A refuge for cinephiles and lost souls.
Monday, January 21, 2008
Cloverfield
Cloverfield is a movie that’s going to get a lot of flak from a lot of people in just about every major camp. Its obvious critics won’t like it because it has virtually no plot. Art house hipsters won’t dig it because it’s a monster movie and it’s ridiculously far fetched. And yes, even the mainstream theatergoers won’t like it because it is fragmented, disorienting, and lacks conventional structure or resolution. I’m here to tell you, as a dissenting voice, that this film is fucking beautiful.
Never before have I seen an aesthetic established, held, and sustained that sells itself so well as to become an integral part of the storytelling. You can say it’s been done before, and yes, it has, but never this well or to these ends. The film operates on a basic suspense horror level at first glance, but it is also about the fragmentation of modern perception due to omnipresent technology and media. The film is viewed completely in first person shots of a man with a camera, dead set on documenting this important event in history that he cannot even come close to wholly understanding but through sheer intuition seems to grasp its magnitude and the necessity of its record.
The opening sequence of a party brilliantly lays the scene in fair Manhattan of hip young people engaged in their own society. There are relationship woes and romantic foibles for all and the use of non-actors draws us expertly into their flawed attempts at connection. The people who claim this film is bad because not enough is explained about the monster are missing the point completely. The film is, at its core, about the connection that one man feels for a woman, a connection so deep that he would be willing to risk his own life in the most dangerous of situations to be with her, and to make sure that she is safe. The film may be pessimistic on a large scale, but the purity of the emotions and the two final scenes generously make up for any criticism one could heap on it about being emotionally bankrupt.
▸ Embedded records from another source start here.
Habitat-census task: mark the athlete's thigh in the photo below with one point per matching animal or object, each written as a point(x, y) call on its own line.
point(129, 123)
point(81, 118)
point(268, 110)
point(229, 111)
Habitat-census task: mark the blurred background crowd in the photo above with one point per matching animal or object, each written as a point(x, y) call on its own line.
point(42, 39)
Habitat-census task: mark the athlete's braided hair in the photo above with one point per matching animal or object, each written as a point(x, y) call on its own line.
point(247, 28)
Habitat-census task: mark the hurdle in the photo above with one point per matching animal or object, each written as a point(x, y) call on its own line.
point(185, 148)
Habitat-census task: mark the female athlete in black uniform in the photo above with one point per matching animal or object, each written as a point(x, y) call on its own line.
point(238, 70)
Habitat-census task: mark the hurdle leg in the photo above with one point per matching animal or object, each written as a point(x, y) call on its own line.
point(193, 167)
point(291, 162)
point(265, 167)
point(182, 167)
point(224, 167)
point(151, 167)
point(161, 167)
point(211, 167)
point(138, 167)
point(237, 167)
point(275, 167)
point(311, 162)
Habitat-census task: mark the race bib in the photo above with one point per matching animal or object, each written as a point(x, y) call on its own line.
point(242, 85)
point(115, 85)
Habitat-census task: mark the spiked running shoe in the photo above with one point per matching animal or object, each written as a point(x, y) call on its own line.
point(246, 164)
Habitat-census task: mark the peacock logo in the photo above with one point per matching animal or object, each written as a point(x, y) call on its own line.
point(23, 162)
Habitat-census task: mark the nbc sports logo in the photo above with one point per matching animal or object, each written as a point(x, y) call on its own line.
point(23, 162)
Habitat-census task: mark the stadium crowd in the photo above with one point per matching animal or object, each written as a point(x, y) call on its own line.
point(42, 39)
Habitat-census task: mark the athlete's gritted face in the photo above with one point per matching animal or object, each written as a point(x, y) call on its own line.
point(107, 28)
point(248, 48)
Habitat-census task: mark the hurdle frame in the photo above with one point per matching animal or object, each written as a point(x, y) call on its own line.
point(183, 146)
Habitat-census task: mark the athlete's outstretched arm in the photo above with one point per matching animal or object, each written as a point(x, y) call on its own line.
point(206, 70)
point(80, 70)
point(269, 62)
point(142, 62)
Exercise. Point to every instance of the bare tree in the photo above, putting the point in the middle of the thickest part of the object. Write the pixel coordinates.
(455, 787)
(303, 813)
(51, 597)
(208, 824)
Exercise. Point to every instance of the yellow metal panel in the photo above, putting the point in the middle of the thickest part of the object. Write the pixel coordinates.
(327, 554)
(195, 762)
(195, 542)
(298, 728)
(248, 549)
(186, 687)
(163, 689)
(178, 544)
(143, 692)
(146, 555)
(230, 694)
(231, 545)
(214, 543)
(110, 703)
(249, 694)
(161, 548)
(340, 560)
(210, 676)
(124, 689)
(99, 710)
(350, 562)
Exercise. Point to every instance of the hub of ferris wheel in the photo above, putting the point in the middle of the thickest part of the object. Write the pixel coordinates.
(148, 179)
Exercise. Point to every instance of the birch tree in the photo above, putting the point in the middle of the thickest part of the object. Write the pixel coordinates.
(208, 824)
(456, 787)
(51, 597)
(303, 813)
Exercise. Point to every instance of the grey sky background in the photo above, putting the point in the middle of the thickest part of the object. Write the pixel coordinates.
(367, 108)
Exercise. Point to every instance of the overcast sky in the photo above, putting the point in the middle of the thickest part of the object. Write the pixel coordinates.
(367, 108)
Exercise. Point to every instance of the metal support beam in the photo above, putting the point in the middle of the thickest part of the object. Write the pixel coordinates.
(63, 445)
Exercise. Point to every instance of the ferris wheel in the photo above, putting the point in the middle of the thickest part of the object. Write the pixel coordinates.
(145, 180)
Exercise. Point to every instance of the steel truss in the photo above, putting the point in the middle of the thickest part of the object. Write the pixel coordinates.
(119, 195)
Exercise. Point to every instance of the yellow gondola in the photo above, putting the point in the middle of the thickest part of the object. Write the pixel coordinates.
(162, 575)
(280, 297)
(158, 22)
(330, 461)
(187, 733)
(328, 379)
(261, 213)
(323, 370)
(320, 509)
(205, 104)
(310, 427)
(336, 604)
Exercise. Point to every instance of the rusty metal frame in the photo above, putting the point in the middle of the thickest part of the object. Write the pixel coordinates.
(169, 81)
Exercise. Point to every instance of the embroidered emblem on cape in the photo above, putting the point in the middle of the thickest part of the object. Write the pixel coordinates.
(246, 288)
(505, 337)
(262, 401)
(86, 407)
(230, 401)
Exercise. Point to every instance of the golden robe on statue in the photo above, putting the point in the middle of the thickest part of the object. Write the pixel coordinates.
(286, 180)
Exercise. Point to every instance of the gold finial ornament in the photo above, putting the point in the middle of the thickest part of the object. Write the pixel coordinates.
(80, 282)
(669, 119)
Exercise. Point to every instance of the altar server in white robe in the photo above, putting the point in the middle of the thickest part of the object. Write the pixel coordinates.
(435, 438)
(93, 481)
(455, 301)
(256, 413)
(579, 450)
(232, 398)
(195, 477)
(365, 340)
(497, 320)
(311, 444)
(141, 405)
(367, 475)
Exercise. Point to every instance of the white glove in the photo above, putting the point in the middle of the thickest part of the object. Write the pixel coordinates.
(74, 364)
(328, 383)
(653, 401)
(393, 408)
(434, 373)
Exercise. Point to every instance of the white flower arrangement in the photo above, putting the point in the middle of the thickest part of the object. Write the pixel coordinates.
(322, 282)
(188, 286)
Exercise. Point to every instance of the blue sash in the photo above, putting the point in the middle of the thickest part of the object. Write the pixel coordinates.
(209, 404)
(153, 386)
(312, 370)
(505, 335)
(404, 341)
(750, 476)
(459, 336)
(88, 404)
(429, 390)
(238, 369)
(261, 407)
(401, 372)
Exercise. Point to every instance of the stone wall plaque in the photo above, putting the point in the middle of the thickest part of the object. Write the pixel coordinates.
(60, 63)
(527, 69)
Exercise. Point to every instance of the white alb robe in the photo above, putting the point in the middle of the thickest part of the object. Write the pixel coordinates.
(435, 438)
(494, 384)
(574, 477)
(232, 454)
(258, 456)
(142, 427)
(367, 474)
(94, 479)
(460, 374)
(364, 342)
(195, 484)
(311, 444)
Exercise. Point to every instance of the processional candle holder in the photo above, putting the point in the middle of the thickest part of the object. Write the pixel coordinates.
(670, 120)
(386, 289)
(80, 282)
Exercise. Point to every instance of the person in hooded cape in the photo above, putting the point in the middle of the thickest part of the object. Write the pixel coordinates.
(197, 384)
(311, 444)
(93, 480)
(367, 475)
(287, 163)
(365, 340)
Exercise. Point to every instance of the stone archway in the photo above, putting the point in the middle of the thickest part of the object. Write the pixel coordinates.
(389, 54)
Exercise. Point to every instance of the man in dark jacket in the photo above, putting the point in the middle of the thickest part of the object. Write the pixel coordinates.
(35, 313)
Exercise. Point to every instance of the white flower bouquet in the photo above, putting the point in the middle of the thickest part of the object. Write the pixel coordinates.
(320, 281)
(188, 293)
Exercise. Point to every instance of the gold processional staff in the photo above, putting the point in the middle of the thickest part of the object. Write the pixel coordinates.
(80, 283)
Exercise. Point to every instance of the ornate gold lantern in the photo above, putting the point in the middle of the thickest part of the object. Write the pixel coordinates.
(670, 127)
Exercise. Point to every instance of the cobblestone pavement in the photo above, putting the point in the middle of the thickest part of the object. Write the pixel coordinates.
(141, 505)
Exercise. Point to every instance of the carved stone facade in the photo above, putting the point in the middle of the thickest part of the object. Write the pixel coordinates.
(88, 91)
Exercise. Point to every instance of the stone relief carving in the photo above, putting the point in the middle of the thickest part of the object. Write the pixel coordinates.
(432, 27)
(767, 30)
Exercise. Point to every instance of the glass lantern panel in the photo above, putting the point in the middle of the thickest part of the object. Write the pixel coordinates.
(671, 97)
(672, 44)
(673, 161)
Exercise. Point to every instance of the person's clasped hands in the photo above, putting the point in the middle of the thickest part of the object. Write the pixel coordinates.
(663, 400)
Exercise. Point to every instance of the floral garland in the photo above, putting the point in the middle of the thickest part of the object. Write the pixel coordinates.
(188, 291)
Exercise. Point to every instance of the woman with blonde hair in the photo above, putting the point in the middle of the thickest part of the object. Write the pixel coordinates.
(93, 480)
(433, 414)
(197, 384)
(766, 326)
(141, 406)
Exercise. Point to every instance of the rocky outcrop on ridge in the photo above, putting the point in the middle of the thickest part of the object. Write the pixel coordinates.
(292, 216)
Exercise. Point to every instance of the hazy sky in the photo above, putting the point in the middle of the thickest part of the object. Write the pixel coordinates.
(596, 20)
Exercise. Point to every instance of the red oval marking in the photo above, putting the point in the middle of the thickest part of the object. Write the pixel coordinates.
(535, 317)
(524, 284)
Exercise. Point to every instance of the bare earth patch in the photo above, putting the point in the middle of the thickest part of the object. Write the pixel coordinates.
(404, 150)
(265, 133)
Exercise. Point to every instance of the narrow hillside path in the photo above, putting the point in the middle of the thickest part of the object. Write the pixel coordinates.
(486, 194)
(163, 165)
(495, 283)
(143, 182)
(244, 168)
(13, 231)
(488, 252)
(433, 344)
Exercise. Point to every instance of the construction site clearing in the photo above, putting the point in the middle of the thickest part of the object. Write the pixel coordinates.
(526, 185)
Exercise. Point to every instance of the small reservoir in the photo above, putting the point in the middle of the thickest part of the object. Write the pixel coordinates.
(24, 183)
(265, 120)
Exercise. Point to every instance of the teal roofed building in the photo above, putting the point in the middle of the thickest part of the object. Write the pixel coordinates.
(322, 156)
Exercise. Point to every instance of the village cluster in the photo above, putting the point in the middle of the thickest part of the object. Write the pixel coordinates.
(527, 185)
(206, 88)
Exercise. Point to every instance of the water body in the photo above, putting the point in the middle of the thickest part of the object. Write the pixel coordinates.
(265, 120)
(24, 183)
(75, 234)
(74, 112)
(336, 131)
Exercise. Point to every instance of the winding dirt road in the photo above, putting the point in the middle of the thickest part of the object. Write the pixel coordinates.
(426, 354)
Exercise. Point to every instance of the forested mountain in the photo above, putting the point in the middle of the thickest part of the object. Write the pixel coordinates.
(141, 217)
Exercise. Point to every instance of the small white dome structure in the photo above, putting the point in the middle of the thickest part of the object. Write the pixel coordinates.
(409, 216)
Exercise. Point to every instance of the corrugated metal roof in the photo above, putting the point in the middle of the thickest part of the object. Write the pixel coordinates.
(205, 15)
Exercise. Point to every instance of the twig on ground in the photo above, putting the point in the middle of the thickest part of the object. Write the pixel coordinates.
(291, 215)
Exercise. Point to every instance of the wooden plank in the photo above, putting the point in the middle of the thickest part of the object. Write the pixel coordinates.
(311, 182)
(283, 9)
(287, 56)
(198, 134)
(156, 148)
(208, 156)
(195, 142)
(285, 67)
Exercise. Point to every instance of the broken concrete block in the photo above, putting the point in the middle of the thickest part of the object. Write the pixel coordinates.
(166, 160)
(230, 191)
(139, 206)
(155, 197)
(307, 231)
This is a film that you’re either with or you’re not. If you stop to question how the battery on the camera has not run out three quarters of the way in its lost you. The film is designed in such a way as to keep you from being sidetracked. The way it is filmed almost makes you part of the actions that are occurring in all of their jumbled and obscure glory. Had the film been shot as a standard film it wouldn’t have a tenth of the impact.
Cloverfield is an intellectually fascinating, aesthetically astonishing, emotionally heartbreaking, and yes, extraordinarily entertaining film. It begs to be seen in theatres as its sound design and the sheer towering magnificence of its visuals are so very important to its experience. See it before it’s gone.